Nicole interviewed Aaron at home, met his family, and began talking about his interests. She found job shadows for him to try, and assessed his abilities in the workplace. Aaron had a negative work experience where he was bullied, and was concerned about finding the right fit, and a supportive employer.
Owen Morehart owns a Beaverton restaurant, Big O’s, which makes delicious wood-fired pizzas. While driving to work, he noticed a billboard sponsored by Employment First — “I Work, We Succeed” —promoting the benefits of paid, integrated community jobs for people with Intellectual and Developmental Disabilities (IDD). Community-minded, Owen wanted to assist members having difficulties finding steady employment and approached OVRS for qualified applicants.

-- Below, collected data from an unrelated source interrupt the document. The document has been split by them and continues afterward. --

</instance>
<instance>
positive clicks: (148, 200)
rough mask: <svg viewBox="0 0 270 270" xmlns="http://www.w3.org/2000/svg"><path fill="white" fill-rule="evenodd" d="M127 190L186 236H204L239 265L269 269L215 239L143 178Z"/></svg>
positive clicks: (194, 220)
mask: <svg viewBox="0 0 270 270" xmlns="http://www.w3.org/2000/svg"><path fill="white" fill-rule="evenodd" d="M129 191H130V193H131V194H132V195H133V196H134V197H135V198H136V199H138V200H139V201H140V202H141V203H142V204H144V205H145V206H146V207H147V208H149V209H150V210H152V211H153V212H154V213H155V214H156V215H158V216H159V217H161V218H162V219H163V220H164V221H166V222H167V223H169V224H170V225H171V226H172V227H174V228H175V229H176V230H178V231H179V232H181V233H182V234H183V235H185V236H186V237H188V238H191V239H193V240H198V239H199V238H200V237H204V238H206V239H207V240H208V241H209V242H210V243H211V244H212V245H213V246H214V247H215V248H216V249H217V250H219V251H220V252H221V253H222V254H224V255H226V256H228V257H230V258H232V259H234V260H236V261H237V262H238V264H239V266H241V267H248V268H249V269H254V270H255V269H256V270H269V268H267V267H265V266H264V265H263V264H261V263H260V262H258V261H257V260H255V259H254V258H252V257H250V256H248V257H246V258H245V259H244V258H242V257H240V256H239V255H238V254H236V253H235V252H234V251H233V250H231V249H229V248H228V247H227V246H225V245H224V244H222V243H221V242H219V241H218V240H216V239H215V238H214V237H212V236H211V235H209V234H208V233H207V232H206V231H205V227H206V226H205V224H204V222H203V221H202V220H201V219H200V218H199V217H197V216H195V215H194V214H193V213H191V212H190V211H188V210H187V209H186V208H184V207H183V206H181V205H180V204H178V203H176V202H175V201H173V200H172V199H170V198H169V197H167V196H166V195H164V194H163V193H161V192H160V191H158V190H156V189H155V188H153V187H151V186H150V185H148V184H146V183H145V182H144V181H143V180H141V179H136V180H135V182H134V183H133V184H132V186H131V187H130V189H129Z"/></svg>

Owen agreed to let Aaron’s Employment Specialist at Dirkse CC, Marta Bunse, assist Aaron at his interview. Aaron worked hard on his interview skills and nailed it. As Dough Maker for Big O’s, he has been a great addition to the team. Owen hopes Big O’s growth will allow partnering with Dirkse CC again to hire another individual facing challenges finding employment.
April is Autism Awareness Month. Aaron strongly believes an employee with autism is a benefit to any business. Aaron’s mother, Sarah Davis, wants people to know those with autism are average people who just have a different way of thinking. It takes an open and supportive community for a successful job placement outcome. “They aren’t dumb. In fact, they are often brilliant. They just struggle with extra stuff. They are hard, committed workers who want to be part of the community. Owen is an awesome boss.”
One day Aaron hopes to open his own restaurant. “I am proud of myself and my accomplishments.”